Secondo round: ad Alba si rinnova la sfida generazionale
La tappa di Alba, oggi Rally Regione Piemonte, resta una delle più amate del calendario Suzuki Rally Cup, dove negli anni si sono registrati alcuni dei record di partecipazione del trofeo. Il 2024 non fa eccezione, con un parco partenti che ricalca in gran parte quello del Ciocco e si arricchisce di nuovi nomi.

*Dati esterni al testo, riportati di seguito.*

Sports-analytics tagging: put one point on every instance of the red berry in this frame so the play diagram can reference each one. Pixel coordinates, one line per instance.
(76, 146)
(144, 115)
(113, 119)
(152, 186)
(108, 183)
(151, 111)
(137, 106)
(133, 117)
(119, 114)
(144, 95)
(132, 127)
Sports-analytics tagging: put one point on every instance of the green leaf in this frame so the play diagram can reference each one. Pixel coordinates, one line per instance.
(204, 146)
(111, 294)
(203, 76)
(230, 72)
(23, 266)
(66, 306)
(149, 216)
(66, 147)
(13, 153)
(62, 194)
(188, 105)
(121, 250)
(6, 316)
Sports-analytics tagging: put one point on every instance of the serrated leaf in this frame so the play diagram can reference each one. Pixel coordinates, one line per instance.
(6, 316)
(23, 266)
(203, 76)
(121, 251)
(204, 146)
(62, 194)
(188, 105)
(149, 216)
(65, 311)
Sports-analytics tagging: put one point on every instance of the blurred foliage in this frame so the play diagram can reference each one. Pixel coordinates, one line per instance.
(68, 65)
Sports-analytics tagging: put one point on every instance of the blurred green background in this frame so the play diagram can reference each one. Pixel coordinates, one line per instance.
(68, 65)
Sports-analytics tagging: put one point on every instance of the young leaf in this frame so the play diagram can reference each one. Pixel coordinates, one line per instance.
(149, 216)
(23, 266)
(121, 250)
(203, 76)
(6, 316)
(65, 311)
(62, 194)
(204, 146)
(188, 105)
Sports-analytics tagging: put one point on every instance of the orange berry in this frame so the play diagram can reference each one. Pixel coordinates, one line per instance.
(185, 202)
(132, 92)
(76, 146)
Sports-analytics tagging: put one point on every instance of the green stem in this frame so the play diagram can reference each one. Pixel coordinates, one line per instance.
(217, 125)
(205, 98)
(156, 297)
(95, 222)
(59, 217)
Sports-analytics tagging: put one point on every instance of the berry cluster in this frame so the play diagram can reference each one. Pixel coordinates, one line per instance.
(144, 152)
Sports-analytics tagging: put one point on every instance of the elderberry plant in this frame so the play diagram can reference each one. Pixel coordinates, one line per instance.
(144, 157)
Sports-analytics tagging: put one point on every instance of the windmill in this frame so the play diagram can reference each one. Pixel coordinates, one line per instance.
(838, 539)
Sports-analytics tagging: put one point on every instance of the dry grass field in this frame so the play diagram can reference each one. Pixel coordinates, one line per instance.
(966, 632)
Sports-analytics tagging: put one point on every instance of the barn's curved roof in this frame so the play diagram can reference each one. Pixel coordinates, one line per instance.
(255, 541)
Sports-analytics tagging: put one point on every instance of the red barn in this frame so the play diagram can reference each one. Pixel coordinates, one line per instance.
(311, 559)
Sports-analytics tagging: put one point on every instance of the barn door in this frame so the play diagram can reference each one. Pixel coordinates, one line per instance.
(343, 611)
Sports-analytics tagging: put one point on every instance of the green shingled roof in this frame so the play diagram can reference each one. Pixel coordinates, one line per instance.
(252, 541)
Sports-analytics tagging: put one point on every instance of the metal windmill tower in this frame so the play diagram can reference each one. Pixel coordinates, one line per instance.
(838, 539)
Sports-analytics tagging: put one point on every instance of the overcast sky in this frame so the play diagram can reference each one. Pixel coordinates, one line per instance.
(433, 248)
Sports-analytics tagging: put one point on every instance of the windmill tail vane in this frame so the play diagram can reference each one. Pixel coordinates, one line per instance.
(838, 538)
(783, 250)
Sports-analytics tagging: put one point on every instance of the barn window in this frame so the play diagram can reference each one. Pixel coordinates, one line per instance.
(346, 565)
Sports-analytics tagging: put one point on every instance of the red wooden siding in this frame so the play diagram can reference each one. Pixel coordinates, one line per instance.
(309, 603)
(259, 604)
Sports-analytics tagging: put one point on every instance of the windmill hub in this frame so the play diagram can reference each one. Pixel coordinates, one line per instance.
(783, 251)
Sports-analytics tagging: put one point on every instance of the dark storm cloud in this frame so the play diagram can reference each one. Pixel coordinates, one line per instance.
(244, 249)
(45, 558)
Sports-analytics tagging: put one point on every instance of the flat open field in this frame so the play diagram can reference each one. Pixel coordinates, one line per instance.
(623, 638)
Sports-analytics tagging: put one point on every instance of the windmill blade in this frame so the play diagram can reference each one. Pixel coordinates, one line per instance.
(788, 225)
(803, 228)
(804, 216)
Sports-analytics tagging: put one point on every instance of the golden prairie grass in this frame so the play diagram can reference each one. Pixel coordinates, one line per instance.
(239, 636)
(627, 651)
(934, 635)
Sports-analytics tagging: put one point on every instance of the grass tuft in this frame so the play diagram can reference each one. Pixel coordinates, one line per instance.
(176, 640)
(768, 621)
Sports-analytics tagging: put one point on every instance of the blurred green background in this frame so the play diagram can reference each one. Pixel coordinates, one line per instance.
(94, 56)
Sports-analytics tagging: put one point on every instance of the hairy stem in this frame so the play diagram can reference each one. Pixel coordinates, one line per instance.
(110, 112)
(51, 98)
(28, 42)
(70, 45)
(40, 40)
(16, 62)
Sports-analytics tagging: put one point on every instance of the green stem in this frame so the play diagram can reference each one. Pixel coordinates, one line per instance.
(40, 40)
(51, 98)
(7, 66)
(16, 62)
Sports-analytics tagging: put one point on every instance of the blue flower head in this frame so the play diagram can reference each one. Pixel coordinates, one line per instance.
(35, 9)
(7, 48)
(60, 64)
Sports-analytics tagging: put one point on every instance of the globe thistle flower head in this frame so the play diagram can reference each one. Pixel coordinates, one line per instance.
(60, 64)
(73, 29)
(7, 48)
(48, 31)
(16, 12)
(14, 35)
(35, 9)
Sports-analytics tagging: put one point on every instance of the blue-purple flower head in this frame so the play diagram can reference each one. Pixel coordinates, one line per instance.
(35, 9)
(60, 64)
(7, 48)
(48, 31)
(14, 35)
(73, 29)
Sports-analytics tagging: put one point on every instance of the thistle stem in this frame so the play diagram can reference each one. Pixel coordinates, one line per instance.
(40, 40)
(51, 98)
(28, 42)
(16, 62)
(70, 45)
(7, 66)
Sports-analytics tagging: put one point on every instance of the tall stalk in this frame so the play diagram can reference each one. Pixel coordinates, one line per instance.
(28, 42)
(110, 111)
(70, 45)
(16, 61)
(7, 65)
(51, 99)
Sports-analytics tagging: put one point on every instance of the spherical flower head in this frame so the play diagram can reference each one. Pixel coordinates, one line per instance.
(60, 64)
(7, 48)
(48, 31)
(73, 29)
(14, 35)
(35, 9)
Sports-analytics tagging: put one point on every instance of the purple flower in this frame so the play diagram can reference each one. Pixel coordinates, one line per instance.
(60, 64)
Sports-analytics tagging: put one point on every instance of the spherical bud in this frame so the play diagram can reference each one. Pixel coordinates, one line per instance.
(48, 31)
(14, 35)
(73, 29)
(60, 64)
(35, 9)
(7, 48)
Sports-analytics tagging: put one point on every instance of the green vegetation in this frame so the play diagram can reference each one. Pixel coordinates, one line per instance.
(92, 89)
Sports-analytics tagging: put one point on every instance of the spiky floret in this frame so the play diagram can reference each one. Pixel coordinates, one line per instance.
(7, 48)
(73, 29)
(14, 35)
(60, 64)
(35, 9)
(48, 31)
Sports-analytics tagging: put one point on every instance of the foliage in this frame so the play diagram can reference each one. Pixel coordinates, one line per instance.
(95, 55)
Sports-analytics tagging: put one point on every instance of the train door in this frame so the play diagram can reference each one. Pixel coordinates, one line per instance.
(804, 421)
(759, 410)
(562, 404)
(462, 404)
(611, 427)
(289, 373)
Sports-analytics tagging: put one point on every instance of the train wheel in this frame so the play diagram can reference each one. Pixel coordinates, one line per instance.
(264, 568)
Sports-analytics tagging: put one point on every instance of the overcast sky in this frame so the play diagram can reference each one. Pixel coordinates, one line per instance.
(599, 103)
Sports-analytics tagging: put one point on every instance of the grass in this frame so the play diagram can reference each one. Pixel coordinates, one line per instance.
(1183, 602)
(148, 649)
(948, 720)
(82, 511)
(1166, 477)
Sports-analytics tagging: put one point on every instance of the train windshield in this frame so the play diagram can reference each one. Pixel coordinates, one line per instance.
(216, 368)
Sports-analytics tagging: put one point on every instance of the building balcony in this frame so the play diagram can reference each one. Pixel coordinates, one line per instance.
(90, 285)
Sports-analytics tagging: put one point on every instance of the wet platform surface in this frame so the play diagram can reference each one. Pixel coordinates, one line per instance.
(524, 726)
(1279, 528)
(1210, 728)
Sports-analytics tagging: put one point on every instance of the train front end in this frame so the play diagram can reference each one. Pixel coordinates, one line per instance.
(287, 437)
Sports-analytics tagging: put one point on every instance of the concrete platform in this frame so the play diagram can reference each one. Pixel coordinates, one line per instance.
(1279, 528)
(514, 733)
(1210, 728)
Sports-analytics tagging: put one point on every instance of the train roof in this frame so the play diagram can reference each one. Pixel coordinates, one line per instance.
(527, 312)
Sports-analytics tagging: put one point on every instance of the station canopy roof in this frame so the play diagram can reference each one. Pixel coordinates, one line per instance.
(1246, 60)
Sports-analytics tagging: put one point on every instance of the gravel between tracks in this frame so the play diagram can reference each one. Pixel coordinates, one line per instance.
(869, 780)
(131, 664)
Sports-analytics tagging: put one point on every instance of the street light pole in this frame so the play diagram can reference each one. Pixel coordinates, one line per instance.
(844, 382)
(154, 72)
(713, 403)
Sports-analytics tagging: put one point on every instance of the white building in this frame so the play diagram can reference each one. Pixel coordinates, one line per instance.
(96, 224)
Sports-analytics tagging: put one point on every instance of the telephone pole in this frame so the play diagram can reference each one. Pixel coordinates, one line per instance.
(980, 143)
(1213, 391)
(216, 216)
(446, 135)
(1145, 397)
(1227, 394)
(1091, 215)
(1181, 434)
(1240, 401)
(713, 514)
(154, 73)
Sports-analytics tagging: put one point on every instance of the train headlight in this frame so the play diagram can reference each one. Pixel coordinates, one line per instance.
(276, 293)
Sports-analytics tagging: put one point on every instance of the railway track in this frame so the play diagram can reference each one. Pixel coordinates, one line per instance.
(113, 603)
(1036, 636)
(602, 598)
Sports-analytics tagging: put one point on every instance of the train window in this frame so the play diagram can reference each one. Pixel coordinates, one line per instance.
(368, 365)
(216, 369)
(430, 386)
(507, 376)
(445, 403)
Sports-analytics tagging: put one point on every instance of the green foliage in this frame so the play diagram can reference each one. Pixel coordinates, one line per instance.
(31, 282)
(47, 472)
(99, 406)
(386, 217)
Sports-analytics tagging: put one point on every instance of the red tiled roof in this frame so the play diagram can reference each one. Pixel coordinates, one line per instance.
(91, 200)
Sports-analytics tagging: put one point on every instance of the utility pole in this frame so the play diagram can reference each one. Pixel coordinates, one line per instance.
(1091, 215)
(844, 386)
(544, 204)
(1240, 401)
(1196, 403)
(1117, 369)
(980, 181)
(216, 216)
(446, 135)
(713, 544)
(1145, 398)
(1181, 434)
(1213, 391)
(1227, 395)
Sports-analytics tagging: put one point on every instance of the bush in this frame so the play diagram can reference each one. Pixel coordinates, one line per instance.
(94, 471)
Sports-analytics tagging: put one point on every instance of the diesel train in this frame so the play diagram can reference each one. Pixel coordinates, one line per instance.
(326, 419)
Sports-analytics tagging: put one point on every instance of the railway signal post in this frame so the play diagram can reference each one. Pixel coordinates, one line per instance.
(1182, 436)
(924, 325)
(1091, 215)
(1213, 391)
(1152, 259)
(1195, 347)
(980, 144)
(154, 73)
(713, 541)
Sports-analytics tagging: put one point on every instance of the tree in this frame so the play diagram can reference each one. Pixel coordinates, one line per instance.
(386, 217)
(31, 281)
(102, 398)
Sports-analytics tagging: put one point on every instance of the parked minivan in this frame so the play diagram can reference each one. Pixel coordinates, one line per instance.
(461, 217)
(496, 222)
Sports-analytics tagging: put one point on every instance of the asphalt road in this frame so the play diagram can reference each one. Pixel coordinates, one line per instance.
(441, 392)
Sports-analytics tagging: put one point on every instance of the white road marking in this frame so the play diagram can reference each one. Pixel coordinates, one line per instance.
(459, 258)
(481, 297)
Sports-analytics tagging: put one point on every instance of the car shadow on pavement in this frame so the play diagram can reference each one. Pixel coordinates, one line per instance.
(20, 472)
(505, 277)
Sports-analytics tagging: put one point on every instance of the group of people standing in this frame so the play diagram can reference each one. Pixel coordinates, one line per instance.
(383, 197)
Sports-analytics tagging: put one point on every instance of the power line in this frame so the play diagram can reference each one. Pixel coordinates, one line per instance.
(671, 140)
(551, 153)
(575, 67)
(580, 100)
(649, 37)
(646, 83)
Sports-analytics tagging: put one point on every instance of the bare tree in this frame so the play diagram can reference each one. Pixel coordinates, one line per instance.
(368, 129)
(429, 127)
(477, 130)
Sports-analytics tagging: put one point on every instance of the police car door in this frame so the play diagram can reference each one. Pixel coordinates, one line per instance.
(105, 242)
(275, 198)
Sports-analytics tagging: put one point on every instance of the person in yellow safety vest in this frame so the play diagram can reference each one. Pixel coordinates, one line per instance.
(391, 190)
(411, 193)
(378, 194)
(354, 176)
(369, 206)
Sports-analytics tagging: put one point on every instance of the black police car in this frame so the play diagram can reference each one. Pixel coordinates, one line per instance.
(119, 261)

Dopo un primo round toscano particolarmente combattuto, la sfida generazionale tra veterani del monomarca e giovani emergenti è pronta a riaccendersi. Al comando della classifica generale arriva Roberto Pellè, affiancato da Luca Franceschini, deciso a difendere la leadership dal folto gruppo di under 25 iscritti ad Alba.
Pellè, volto storico della Suzuki Rally Cup, ha fatto valere esperienza e sangue freddo al Ciocco, imponendosi nel finale su Sebastian Dallapiccola. Il giovane trentino, navigato da Fabio Andrian, era stato al comando per gran parte della gara toscana, chiusa comunque con la vittoria nella power stage e un distacco contenuto dal leader in classifica. In Piemonte l’obiettivo dichiarato sarà quello di spingere ancora di più per centrare la prima affermazione in carriera nel trofeo.
Tra gli under 25 da tenere d’occhio ci sono anche Alessandro Forneris e Samuele Santero, rispettivamente con Mattia Rodighiero e Luca Metaldi alle note. I due, protagonisti nella lotta per il podio al Ciocco, arrivano ad Alba con una gara in più di esperienza sulle vetture del monomarca e ambizioni di classifica più elevate.
La Suzuki Rally Cup continua così a confermarsi come una vera palestra per piloti in crescita: vetture affidabili, performanti e dai costi contenuti, abbinate alle prove speciali più iconiche dei campionati italiani, hanno formato generazioni di rallisti. Mai come quest’anno, la bagarre per la vittoria tra equipaggi di età ed esperienze diverse ne è la dimostrazione più chiara.
Veterani all’attacco e nuove entrate in classifica
Ad animare la sfida non mancheranno i protagonisti più esperti del trofeo. Filippo Gelsomino, con alle note Luca Migone, cerca conferme dopo l’ottima prestazione del Ciocco, dove era riuscito a mettersi alle spalle equipaggi di grande esperienza.
Tra i vincitori storici della Suzuki Rally Cup tornano in azione Corrado Peloso, in coppia con Paolo Carrucciu, e Simone Rivia, navigato da Matteo Maini. Entrambi puntano ad un risultato di ben altro spessore rispetto al primo round stagionale, con l’obiettivo dichiarato di inserirsi nella lotta per le posizioni di vertice e scrollarsi di dosso la ruggine d’inizio anno.
In cerca di riscatto dopo il ritiro al Ciocco ci saranno anche Giorgio Fichera con Enzo Colombaro, così come Davide Bertini con Luca Vignolo, entrambi costretti allo stop anticipato sulle prove toscane.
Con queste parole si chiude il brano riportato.